These are chat archives for dropbox/pyston

7th
May 2015
Chris Toshok
@toshok
May 07 2015 00:28
cool, down to ~1.9s total that’s in the grab bag of us_timer_chosen_cf_body_builtins and us_timer_chosen_cf_body_jitted
out of a 27s runtime
Chris Toshok
@toshok
May 07 2015 00:35
woohoo @rudi-c
Rudi Chen
@rudi-c
May 07 2015 00:35
:D
Kevin Modzelewski
@kmod
May 07 2015 07:27
first commit and pull request #500 at the same time :)
Travis Hance
@tjhance
May 07 2015 08:01
I’m getting /home/tjhance/pyston/src/core/util.cpp:34:12: error: use of undeclared identifier '__rdtscp' return __rdtscp(&_unused);
I don’t know what this is
Kevin Modzelewski
@kmod
May 07 2015 08:02
glad I'm not the only one :P
I have a fix locally but I'll separate it out and push it
Travis Hance
@tjhance
May 07 2015 08:02
okay
Kevin Modzelewski
@kmod
May 07 2015 08:03
err, workaround, it sounds like it probably should be available / should be easy to make available
#502
if you want to try it now
Travis Hance
@tjhance
May 07 2015 08:05
ah ok
I should probably call it a night
but slots is so close..
Marius Wachtler
@undingen
May 07 2015 14:29
cpython return True for:
class C(object):
    pass
print C.__str__ is object.__str__
note the is identity comparison instead of == - cheetah uses this code. Now that I know what the issue is I also found a pypy mailinglist entry (pypy return False like we do) https://mail.python.org/pipermail/pypy-dev/2013-February/010882.html
what should we do about this?
Marius Wachtler
@undingen
May 07 2015 14:36
PyPy also has a wiki entry for this change: https://bitbucket.org/pypy/compatibility/wiki/cheetah
Marius Wachtler
@undingen
May 07 2015 15:04
@toshok thanks for creating the cool new timers
Travis Hance
@tjhance
May 07 2015 15:11
Well, why do wet not return true?
Chris Toshok
@toshok
May 07 2015 15:11
@kmod / @tjhance yeah, sorry about that rdtscp definedness problem.

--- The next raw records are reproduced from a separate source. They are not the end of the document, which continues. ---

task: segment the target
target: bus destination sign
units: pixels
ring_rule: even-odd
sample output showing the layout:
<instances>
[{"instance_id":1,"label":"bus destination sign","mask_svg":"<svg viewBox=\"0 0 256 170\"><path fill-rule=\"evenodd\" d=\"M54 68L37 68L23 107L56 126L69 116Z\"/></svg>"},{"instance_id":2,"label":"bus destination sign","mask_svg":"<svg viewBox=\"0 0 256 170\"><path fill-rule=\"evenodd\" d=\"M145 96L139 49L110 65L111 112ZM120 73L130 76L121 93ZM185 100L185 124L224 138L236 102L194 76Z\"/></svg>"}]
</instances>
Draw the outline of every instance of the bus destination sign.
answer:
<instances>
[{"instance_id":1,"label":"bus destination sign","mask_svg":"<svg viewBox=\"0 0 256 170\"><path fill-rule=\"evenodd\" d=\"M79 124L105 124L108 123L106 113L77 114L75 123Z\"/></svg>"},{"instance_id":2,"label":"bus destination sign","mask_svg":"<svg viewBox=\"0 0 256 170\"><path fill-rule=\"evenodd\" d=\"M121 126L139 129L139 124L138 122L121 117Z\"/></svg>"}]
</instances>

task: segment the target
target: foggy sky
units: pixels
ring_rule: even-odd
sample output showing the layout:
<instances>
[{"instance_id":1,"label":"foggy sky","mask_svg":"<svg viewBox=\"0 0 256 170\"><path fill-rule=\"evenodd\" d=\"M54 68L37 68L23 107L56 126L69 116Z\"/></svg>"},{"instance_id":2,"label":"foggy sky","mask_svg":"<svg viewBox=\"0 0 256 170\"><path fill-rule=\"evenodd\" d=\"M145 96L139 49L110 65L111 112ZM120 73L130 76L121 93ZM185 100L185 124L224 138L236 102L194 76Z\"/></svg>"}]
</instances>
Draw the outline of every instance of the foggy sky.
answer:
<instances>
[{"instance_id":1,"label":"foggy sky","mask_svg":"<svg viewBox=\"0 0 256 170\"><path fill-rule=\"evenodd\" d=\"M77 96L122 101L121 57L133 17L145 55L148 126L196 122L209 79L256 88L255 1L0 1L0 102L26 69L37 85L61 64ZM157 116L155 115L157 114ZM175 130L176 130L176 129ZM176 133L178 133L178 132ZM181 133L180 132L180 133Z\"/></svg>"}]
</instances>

the clang commit that added them is:
Date:   Thu Apr 24 18:26:35 2014 +0000

    [X86] Add Clang support for intrinsics __rdtsc and __rdtscp.
3.4 was released Jan 2014
Travis Hance
@tjhance
May 07 2015 15:17
actually come to think of it, why does cpython return true?
okay so we do the function/instancemethod thing
whereas cpython does the wrapper_descriptor thing
do we have support for wrapper_descriptors right now?
we do
Travis Hance
@tjhance
May 07 2015 15:25
oh, except we might use it only for the capi right now, and not support using it for pyston functions
Travis Hance
@tjhance
May 07 2015 15:32
i admit I have no clue what a wrapperdescriptor actually is
the source code is pretty unilluminating
Chris Toshok
@toshok
May 07 2015 15:53
BoxedWrapperDescriptor is a descriptor that wraps one of the tp_* methods, right?

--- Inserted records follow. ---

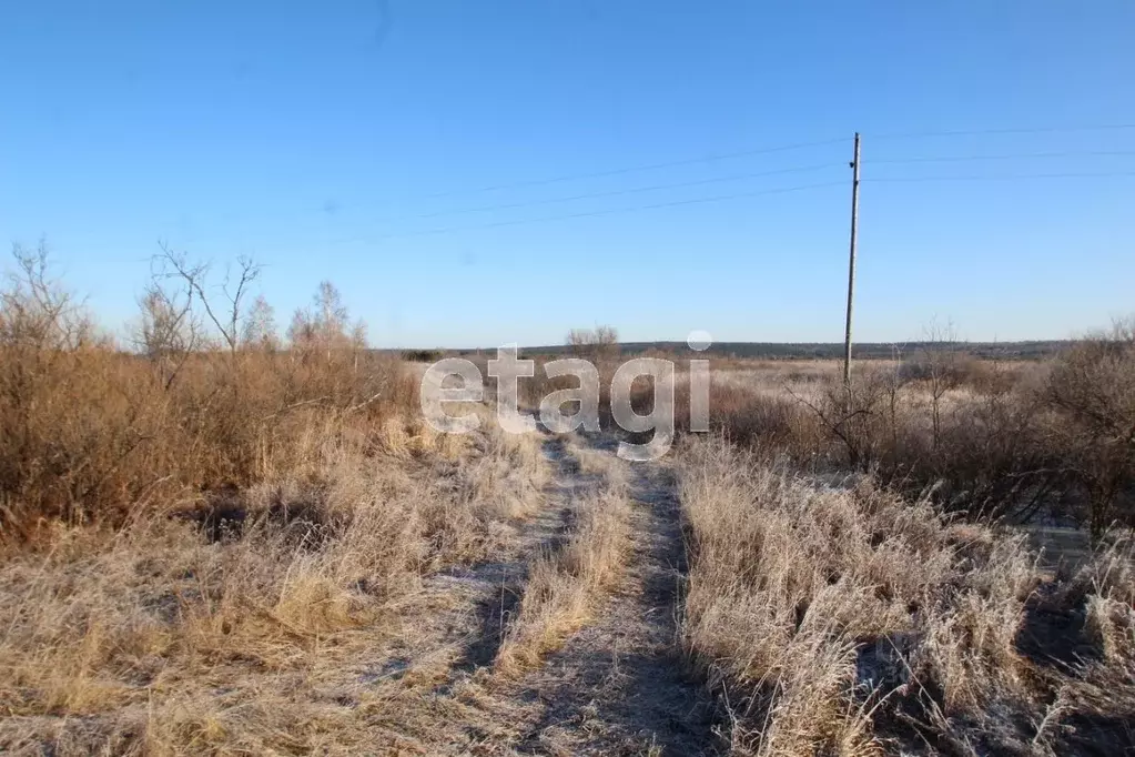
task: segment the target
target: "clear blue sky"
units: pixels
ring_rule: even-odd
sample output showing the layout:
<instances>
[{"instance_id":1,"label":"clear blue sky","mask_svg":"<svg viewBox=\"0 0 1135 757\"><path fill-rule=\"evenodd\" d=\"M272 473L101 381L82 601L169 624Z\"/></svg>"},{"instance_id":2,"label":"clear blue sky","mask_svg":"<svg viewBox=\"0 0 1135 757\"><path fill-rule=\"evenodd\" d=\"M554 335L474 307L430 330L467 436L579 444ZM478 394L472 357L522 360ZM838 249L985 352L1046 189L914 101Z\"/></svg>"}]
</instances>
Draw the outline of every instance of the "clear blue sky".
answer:
<instances>
[{"instance_id":1,"label":"clear blue sky","mask_svg":"<svg viewBox=\"0 0 1135 757\"><path fill-rule=\"evenodd\" d=\"M1135 124L1133 39L1127 0L7 2L0 241L110 326L161 238L254 255L281 323L328 278L379 346L833 342L860 131L857 335L1065 337L1135 312L1135 154L1083 154L1135 128L886 135Z\"/></svg>"}]
</instances>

it’s a callable object whose __call__ invokes the wrapped function
Travis Hance
@tjhance
May 07 2015 16:34
Oh I see
there are just so many things that wrap other things that wrapper_descriptor isn’t very informative:P
anyway I don’t see why we couldn’t do the same thing as cpython here
if that’s all it is
oh
unless the tp_* methods are capi functions
then we’d be needlessly going through the capi stuff?
is that true?
Chris Toshok
@toshok
May 07 2015 18:32
they are capi functions, if by that you mean C functions that participate in the return value / PyErr_ exception mechanism
Travis Hance
@tjhance
May 07 2015 18:32
yeah that’s what I meant
Chris Toshok
@toshok
May 07 2015 18:44
hm, i was going to use __has_builtin to check for the rdtscp intrinsic, but I suppose if we’re going to have to fall back to asm at all, might as well just always fall back
@kmod was the use of rdtsc (as opposed to rdtscp) intentional?

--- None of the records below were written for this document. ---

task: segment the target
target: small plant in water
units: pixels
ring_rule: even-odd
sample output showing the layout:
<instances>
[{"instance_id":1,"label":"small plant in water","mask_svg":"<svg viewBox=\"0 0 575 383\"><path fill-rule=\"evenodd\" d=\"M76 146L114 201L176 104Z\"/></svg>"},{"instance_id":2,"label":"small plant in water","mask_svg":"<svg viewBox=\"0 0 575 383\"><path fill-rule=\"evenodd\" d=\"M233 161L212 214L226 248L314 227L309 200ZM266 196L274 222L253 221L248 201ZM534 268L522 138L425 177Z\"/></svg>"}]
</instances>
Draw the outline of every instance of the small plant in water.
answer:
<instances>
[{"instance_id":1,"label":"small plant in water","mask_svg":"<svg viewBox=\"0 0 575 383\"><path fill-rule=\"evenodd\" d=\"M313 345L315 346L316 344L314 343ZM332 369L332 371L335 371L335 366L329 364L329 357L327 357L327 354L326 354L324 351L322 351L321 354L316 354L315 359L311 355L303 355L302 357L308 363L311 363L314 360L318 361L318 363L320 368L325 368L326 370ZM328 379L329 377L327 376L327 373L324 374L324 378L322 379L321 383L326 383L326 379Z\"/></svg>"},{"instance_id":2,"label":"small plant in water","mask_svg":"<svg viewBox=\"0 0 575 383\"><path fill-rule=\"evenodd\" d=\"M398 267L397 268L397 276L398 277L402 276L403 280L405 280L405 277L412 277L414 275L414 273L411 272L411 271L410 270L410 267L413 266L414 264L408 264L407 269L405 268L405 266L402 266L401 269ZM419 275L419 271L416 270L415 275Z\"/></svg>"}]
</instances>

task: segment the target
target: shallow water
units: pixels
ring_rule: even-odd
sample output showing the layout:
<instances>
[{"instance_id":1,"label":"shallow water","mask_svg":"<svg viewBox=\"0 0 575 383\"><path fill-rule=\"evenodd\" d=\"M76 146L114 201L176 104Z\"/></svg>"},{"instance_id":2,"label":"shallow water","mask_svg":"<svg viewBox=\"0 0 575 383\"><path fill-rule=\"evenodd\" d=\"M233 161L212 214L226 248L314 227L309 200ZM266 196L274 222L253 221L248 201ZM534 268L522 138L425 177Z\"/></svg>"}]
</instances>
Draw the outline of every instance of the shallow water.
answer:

I suppose we’re going to run into the issue that cpus people want to run things on might not have rdtscp
Marius Wachtler
@undingen
May 07 2015 19:14
mmy sorry have no idea if we can do the same as cpython. But reusing the BoxedInstanceMethods would probably save a a few allocs.
for i in range(5):
    print id(object.__str__)

cpython:
139879813566704
139879813566704
139879813566704
139879813566704
139879813566704
pyston:
-2401053030601088133
-2401053030601088037
-2401053030601087941
-2401053030601087845
-2401053030601087749
Travis Hance
@tjhance
May 07 2015 19:27
I think we should make a version of wrapper_descriptor for pyston
so we can make everything the same type as it in cpython
so we’ll get all these quirks right
and save allocations, maybe
Chris Toshok
@toshok
May 07 2015 19:33
reusing BoxedInstanceMethods would save a huge number of allocations :)
it’s also entirely possible that django is checking for wrapper_descriptor equivalence someplace, and we’re doing extra work because of it
Chris Toshok
@toshok
May 07 2015 19:51
weird, do we throw a lot of exceptions during compilation?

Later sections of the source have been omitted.